A long time ago in a mining district not so very far away, the California Gold Rush spilled into the Morongo Basin. Fortune seekers from Holcomb and Bear valleys in the snow-capped peaks 60 miles to the west and on the Arizona side of the Colorado River near present-day Blythe spread gold fever to the Oasis of Mara, known then as Palm Springs or simply The Palms.
The nearest established city before the turn of the century was Banning, some 70 miles distant. A trip in a wagon with a six-horse team took five days to get to Dale, only four days for the downhill return trip.
A tour of the Dale Mining District east of town with mining historian Jim Wharff is a step back in time, a return to an era full of contrasts to the present day. Things back then were simpler and more elegant in many aspects, but also a great deal more difficult, rugged and primitive.
Located past the airport only about a 15-minute drive from present downtown Twentynine Palms, a nondescript, unposted dirt road leads into the remnants of the boom town of Dale, the first of several settlements with variations on the name.

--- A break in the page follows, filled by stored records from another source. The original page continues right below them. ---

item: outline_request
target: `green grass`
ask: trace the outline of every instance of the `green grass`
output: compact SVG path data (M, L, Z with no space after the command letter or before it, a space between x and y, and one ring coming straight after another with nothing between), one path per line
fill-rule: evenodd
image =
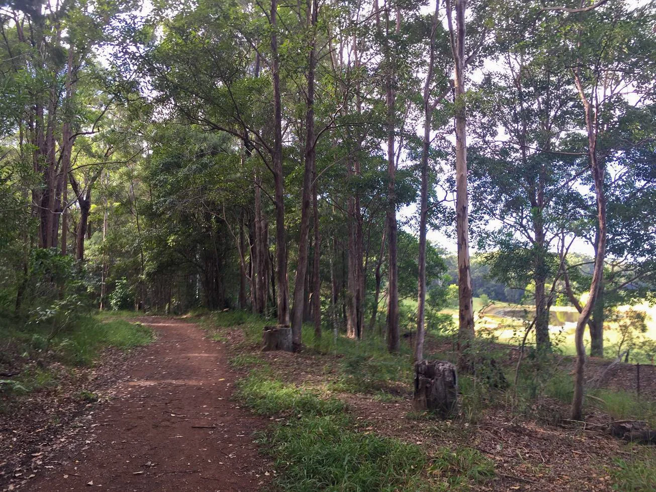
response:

The origin of the name “Dale” is lost to history. It may have been a last name, or perhaps was used as a synonym for the broad valley between the Sheep Hole and Pinto ranges.
The people who populated this remote mining region were tougher than a tortoise shell and twice as dusty. To describe some of these hard scrabble miners as rugged individualists is like describing the Coen brothers as a couple of kids with cameras.
The miners defined the term colorful character, some of whom would made a cholla cactus seem cuddly by comparison.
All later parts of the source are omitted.